The adverse effects of ADT are increased.

59
Q

A patient with localized prostate cancer has a previous TURP but is seeking definitive treatment. What is the recommended treatment?

A

Prostatectomy
EBRT
brachy is discouraged.

60
Q

What is one of the theoretical advantages of proton therapy?

A

They stop depositing dose at an energy dependent distance from the source.
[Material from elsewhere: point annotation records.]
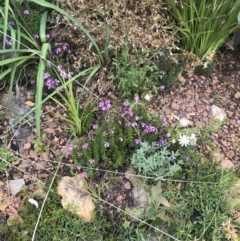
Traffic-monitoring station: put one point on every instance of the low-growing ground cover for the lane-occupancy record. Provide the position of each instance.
(117, 116)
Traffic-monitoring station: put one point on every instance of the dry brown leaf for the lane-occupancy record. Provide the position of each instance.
(29, 103)
(27, 146)
(5, 204)
(49, 130)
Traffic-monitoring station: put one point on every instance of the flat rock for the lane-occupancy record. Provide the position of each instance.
(75, 198)
(16, 185)
(140, 192)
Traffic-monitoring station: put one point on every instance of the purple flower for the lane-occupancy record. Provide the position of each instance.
(65, 46)
(106, 144)
(150, 128)
(56, 82)
(161, 142)
(69, 149)
(49, 64)
(85, 145)
(63, 74)
(130, 112)
(108, 104)
(105, 105)
(91, 161)
(134, 124)
(95, 126)
(50, 83)
(70, 74)
(137, 141)
(137, 118)
(162, 72)
(172, 157)
(9, 42)
(162, 87)
(128, 124)
(59, 67)
(164, 119)
(161, 54)
(137, 98)
(58, 50)
(104, 133)
(46, 75)
(84, 174)
(125, 103)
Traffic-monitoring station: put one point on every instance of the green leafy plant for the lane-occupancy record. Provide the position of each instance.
(201, 205)
(111, 139)
(169, 68)
(133, 78)
(204, 25)
(152, 161)
(41, 145)
(6, 159)
(42, 52)
(18, 43)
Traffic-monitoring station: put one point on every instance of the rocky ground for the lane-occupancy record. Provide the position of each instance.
(193, 99)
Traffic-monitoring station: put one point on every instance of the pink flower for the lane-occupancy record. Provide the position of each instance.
(84, 174)
(137, 141)
(85, 146)
(69, 149)
(106, 144)
(95, 126)
(91, 161)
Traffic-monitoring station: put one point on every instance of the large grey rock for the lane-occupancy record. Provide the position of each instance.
(75, 198)
(141, 192)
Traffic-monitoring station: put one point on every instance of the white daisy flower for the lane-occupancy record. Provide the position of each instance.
(148, 97)
(184, 140)
(184, 122)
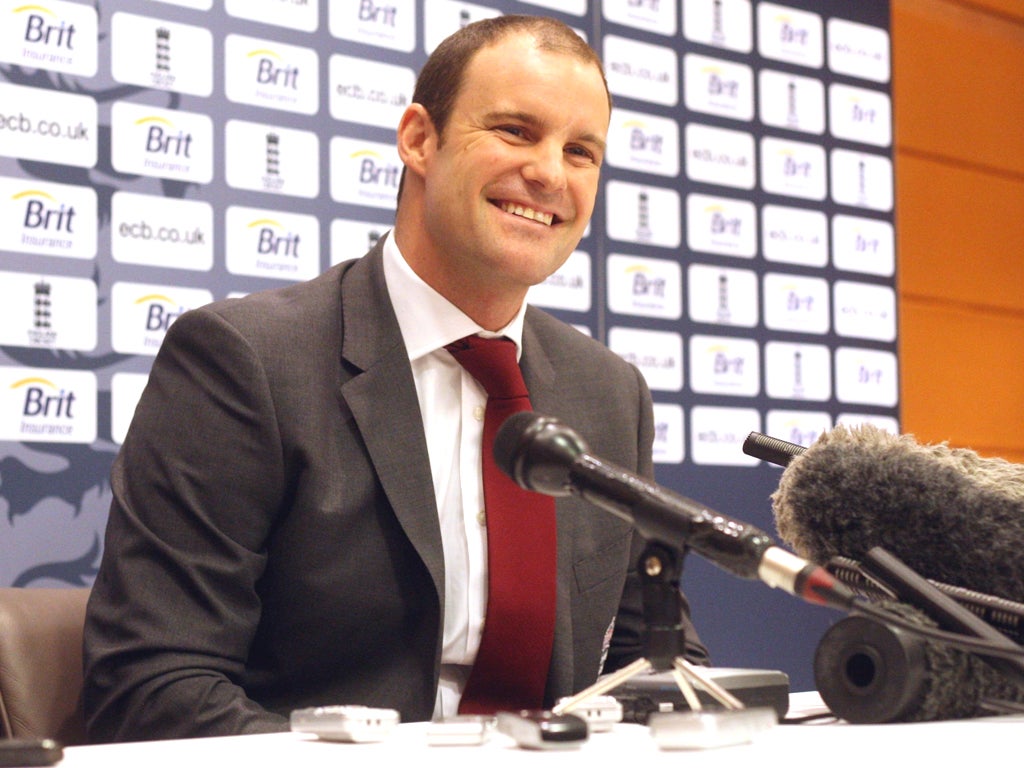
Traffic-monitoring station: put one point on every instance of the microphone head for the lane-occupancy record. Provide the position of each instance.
(948, 513)
(538, 452)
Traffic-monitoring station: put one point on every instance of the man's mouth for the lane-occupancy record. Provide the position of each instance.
(542, 217)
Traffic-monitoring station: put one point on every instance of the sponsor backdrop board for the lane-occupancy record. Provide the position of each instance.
(159, 155)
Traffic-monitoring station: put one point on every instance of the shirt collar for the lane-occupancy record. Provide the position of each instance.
(427, 320)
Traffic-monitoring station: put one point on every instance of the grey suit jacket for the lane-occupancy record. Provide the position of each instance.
(273, 539)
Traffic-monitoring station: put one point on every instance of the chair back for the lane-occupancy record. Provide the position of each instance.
(41, 664)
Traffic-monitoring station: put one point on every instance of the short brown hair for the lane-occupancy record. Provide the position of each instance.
(441, 77)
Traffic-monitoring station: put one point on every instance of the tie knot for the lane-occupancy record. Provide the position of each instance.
(493, 363)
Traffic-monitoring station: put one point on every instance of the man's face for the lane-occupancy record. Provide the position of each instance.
(511, 185)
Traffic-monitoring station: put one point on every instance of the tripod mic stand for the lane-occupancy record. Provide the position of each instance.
(659, 567)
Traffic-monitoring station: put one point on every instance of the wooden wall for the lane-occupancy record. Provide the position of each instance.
(958, 112)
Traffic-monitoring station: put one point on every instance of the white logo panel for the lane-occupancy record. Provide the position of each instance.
(643, 142)
(41, 404)
(866, 376)
(717, 435)
(162, 231)
(658, 355)
(722, 365)
(271, 159)
(166, 143)
(50, 311)
(369, 92)
(858, 50)
(792, 101)
(441, 17)
(862, 180)
(795, 236)
(649, 288)
(796, 303)
(860, 115)
(388, 24)
(651, 15)
(271, 244)
(795, 169)
(643, 214)
(365, 173)
(670, 433)
(798, 372)
(350, 239)
(47, 219)
(295, 14)
(568, 288)
(156, 53)
(718, 87)
(719, 156)
(790, 35)
(47, 125)
(641, 71)
(861, 245)
(725, 297)
(722, 225)
(864, 311)
(126, 389)
(141, 313)
(724, 24)
(51, 35)
(270, 74)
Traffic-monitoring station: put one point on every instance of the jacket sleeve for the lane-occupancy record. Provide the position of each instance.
(196, 488)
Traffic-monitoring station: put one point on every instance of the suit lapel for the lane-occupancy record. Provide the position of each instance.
(541, 376)
(381, 394)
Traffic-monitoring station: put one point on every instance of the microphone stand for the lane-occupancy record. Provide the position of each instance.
(665, 640)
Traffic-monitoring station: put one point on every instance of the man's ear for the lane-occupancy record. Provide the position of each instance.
(417, 138)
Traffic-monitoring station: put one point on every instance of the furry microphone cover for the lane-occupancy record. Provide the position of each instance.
(948, 513)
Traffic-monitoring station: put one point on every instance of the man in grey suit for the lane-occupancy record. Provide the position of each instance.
(296, 507)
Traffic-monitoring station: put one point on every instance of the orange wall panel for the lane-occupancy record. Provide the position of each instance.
(960, 233)
(961, 376)
(956, 83)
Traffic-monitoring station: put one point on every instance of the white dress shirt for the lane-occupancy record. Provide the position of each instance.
(452, 403)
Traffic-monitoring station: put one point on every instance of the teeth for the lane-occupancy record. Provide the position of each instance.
(528, 213)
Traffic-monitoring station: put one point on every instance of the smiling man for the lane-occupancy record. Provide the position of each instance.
(299, 514)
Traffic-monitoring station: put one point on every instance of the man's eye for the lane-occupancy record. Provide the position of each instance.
(581, 152)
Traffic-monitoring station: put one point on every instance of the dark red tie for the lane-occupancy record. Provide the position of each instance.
(511, 667)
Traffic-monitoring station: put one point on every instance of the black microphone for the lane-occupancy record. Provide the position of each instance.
(543, 455)
(949, 514)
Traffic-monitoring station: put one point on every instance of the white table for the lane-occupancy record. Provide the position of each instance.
(963, 742)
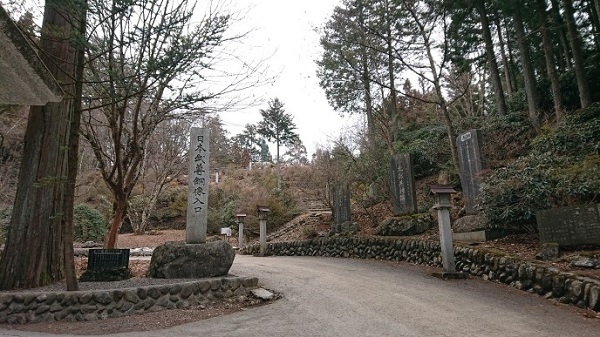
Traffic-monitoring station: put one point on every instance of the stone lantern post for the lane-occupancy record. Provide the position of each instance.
(443, 205)
(263, 211)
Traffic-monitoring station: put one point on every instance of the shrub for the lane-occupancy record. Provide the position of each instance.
(511, 195)
(88, 224)
(561, 170)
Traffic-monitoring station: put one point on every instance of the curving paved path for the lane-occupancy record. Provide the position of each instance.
(347, 297)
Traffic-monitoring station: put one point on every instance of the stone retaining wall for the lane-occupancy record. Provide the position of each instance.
(547, 282)
(29, 307)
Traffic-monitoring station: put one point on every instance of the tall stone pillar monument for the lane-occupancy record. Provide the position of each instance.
(194, 258)
(402, 182)
(198, 175)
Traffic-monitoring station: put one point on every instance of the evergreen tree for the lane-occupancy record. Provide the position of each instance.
(277, 126)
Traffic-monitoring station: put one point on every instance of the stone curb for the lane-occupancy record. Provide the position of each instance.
(34, 307)
(549, 282)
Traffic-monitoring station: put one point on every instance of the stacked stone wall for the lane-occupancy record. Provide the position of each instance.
(545, 281)
(33, 307)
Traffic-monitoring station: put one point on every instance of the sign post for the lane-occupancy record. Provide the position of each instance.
(240, 216)
(442, 204)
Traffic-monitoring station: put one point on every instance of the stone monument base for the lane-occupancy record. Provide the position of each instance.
(181, 260)
(105, 274)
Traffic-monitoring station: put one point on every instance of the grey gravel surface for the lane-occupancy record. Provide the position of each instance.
(347, 297)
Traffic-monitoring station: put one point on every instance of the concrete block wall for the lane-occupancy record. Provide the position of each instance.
(33, 307)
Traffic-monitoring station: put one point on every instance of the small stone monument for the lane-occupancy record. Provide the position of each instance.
(342, 213)
(195, 258)
(471, 163)
(570, 226)
(240, 216)
(403, 184)
(341, 204)
(198, 173)
(442, 204)
(107, 265)
(263, 211)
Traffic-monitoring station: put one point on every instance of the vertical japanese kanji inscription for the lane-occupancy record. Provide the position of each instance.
(198, 187)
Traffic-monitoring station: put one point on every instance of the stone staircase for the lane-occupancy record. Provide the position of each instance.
(315, 209)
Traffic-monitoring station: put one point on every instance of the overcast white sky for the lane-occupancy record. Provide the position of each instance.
(286, 29)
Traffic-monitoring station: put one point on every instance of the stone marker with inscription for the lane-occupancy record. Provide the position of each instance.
(197, 210)
(402, 182)
(471, 163)
(570, 226)
(195, 258)
(107, 265)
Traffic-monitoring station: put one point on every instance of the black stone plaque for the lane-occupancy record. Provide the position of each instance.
(341, 204)
(108, 258)
(570, 226)
(403, 184)
(471, 163)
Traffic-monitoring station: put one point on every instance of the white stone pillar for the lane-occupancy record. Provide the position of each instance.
(241, 235)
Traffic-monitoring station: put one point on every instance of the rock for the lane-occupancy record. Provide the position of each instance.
(469, 223)
(105, 275)
(180, 260)
(404, 225)
(585, 262)
(91, 244)
(549, 252)
(262, 294)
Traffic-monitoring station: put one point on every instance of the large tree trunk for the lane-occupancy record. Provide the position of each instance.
(119, 212)
(507, 76)
(73, 158)
(528, 73)
(582, 85)
(491, 58)
(34, 251)
(550, 62)
(558, 27)
(590, 6)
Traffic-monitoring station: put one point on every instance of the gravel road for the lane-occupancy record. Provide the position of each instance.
(347, 297)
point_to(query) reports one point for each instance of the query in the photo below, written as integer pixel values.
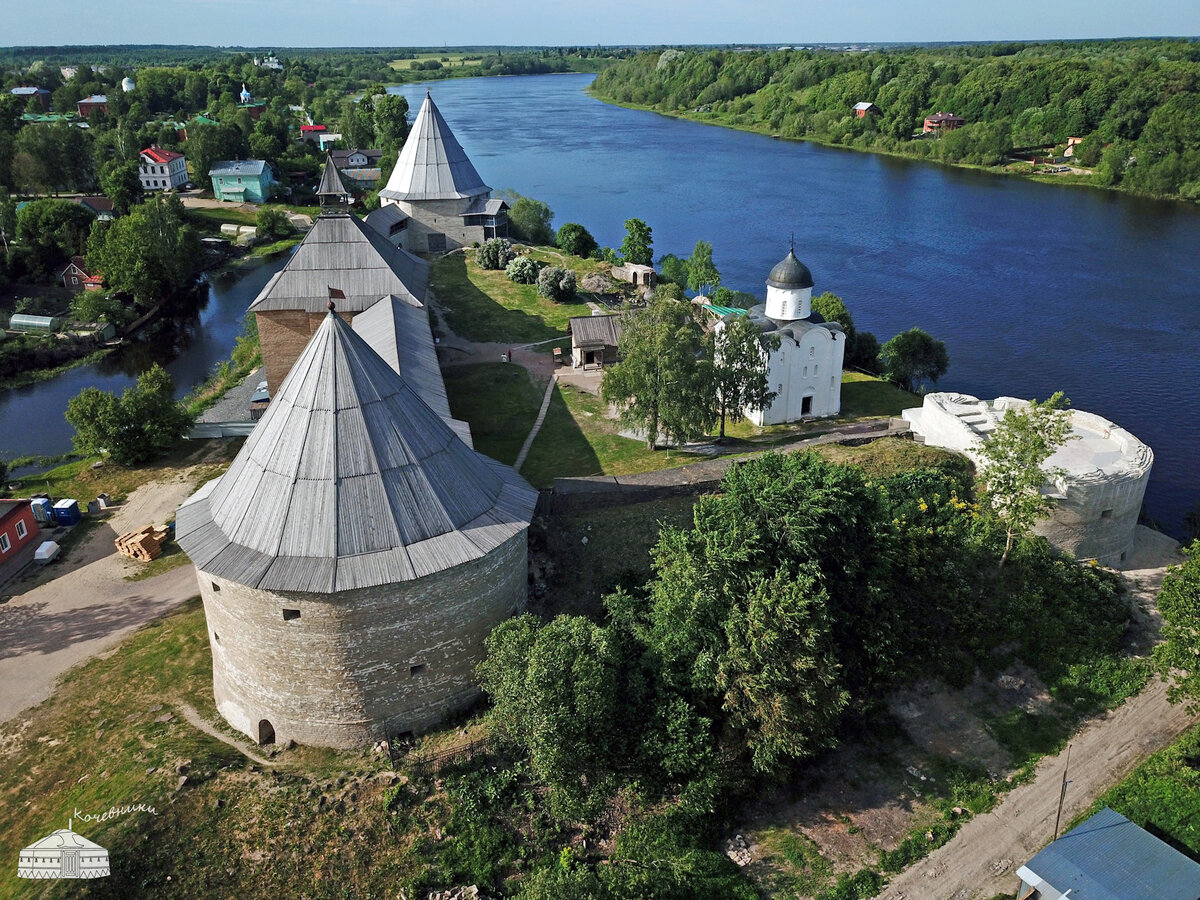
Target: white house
(162, 169)
(805, 371)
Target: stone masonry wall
(360, 665)
(282, 335)
(438, 217)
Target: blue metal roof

Good for sparing adjacent tissue.

61
Q

Overall how does proton therapy compare with other treatments?

A

No overall difference

62
Q

What is the difference in adverse effects between proton therapy and IMRT?

A

IMRT actually had lower GI toxicity. Otherwise they were the same.

63
Q

What are the difference between brachytherapy and EBRT?

A

Similar adverse effects except that brachy has a higher risk of obstructive symptoms.

64
Q

Who is the ideal candidate for cryosurgery?

A

low or intermediate risk prostate cancer and not suitable for prostatectomy or radiotherapy.

65
Q

What are some contraindications to cryosurgery for prostate cancer?

A

discouraged for high risk
Prior TURP
unable to have TRUS

66
Q

What is the desired nadir temperature for cryosurgery?

A

-40c with double freeze thaw protocol

67
Q

If considering cryosurgery for a gland greater than 40g what should be done?

A

3-6 months of ADT to shrink the gland.

68
Q

What is the rate of ED after cryotherapy?

A

80-90%

69
Q

What are the rates of ED following various treatments for prostate cancer?

A

Prostatectomy: increased 44%
EBRT: increased 23%
Brachy: increased 21%

70
Q

How should localized prostate cancer patient’s be followed up after treatment?

A

Monitor PSA for at least 10 years

71
Q

What is the overall 5 year relative survival for localized prostate cancer?